A spectrum is a range of differences. Autistic people live with a range of neurological differences called the autism spectrum; each person is unique. The word neurological refers to our nervous system. Autistic people may learn in different ways, respond to sensory stimulation like noise or touch differently, need routine and order, move in repetitive ways (like rocking), be very focused, and experience challenges with social interaction. Not all autistic people show these behaviors.

Autistic people are diverse, bright and creative.

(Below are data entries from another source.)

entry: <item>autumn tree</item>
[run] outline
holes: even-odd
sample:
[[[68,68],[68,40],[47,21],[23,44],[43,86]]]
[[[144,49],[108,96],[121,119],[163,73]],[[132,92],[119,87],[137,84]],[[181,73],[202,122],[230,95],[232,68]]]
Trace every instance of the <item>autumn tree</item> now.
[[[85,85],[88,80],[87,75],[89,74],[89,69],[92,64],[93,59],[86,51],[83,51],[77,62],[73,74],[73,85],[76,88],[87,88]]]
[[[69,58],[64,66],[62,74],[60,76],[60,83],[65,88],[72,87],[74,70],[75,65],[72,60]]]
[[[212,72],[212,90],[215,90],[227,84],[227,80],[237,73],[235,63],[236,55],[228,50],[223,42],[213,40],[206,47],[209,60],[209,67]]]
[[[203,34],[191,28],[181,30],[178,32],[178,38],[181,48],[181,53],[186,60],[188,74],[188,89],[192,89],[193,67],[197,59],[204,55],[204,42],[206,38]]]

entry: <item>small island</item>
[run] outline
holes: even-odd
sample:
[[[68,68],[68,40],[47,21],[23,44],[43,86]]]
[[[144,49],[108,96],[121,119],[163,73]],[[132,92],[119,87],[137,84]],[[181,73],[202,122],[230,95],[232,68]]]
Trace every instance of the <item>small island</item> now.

I’m an ally with a group called ASAN (Autistic Self-Advocacy Network). ASAN (http://autisticadvocacy.org/home/about-asan) believes the goal of autism advocacy should be a world in which autistic people enjoy the same access, rights and opportunities as all others. I’m also a consultant to a great local group called Arc Human Services. Through these groups, I’ve learned the concept of neurodiversity. Neurodiversity advocates believe differences in learning and disability are real ways people express their self-worth and being.

Your brother will contribute to our world in his own way. A great series of books authored by an autistic person, Temple Grandin, helps typical individuals explore the life of an autistic person. Temple Grandin is a scientist who specializes in animal behavior. Her writings help bridge the gap between her life and others. I recommend “Thinking in Pictures: My Life with Autism” and “The Autistic Brain: Helping Different Kinds of Minds Succeed.”

May I suggest you and your brother attend our Common Ground Teen Center (53 N. Main St.)? Connect with me and I’ll meet you there. Our young people believe each person is a person of worth. Both you and your brother will be welcome, accepted and make new friends. Your current friends would fit in, as well. Please keep in touch.